Most modern States in our day and age are governed by a Constitution that underpins their secular laws. A Constitution lays down the fundamental rights and obligations of citizens and functionaries. A Catholic Constitution would do the same for canon law. The question is: do the spiritual values enshrined in the Gospel not already form a kind of ‘constitution’ for the community of believers which Jesus ‘founded’? The answer is: No!
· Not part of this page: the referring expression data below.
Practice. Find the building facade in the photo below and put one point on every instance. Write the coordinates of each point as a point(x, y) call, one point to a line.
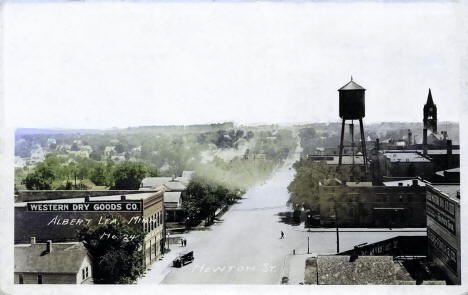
point(58, 220)
point(50, 263)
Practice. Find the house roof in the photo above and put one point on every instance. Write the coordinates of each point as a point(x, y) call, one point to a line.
point(453, 170)
point(406, 157)
point(351, 85)
point(154, 181)
point(64, 258)
point(429, 98)
point(451, 190)
point(130, 197)
point(187, 174)
point(404, 182)
point(172, 197)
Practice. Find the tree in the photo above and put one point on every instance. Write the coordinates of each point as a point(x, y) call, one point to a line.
point(98, 176)
point(304, 188)
point(119, 148)
point(128, 175)
point(42, 177)
point(117, 251)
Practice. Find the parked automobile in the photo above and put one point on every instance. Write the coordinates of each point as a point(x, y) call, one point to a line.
point(183, 258)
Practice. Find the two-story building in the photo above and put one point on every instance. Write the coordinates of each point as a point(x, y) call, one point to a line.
point(52, 263)
point(443, 229)
point(61, 219)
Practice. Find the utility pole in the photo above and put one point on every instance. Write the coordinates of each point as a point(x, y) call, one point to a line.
point(337, 232)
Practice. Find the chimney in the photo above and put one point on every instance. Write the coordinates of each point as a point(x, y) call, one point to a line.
point(354, 254)
point(425, 141)
point(449, 153)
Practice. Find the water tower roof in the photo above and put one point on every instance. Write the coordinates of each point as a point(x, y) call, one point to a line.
point(352, 86)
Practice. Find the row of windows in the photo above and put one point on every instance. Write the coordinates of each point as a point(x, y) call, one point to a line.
point(442, 246)
point(442, 203)
point(442, 220)
point(21, 279)
point(153, 221)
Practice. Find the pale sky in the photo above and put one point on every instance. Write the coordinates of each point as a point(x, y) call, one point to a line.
point(100, 65)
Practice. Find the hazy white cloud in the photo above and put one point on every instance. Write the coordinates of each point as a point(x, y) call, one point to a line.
point(94, 65)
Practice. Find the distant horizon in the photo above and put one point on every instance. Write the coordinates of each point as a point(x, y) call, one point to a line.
point(236, 124)
point(145, 64)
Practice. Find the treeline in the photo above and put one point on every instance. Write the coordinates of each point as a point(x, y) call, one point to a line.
point(304, 189)
point(218, 184)
point(56, 173)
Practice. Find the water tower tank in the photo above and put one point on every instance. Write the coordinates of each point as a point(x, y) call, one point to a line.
point(352, 101)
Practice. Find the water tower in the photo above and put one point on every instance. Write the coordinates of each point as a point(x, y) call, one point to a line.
point(352, 107)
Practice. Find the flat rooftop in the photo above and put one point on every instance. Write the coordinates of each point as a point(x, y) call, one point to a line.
point(130, 197)
point(404, 182)
point(451, 190)
point(406, 157)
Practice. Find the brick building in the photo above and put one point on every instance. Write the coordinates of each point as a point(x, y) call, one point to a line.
point(443, 229)
point(360, 204)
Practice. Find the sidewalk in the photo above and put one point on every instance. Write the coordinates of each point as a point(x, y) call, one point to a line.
point(294, 268)
point(348, 229)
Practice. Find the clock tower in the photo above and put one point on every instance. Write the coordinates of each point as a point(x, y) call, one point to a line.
point(430, 114)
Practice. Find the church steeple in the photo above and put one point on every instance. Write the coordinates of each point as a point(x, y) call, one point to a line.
point(429, 98)
point(430, 114)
The Church is a completely human structure, just as Jesus imbued though he was by the divine presence of his Father, remained totally human. To survive, Jesus needed to eat and drink. He got tired and needed to sleep. He would take shelter in the midday sun. He spoke Aramaic, but needed an interpreter when responding to a Greek-speaking Hellenist. In the same way the structure of the Church is entirely human. It can suffer from faulty human management. It will benefit from incorporating the best human insights. In fact, our present Church suffers heavily from institutional diseases incurred over the centuries: male-domination and excessive uniformity inherited from Roman law and class-divided top-down bureaucracy copied from feudal kingdoms to mention but a few. The tragedy is that, on account of it, the billion-strong Catholic community, hamstrung by the Church’s faulty structures, cannot effectively fulfil Christ’s life-giving mission to our world’s marginalized and poverty-struck people.
The idea of creating a new Constitution for the Church is not new. Inspired by Vatican II, Pope Paul VI initiated in 1965 work on a Lex Ecclesiae Fundamentalis (“Fundamental Law of the Church”), a constitution which would have underpinned all canon law in the Catholic Church. But that effort ceased in 1981 when, predictably perhaps, traditionalist John Paul II decided to shelve the already finished constitution. The challenge was taken up again by the Association for the Rights of Catholics in the Church which published a Proposed Constitution for the Catholic Church in 1998.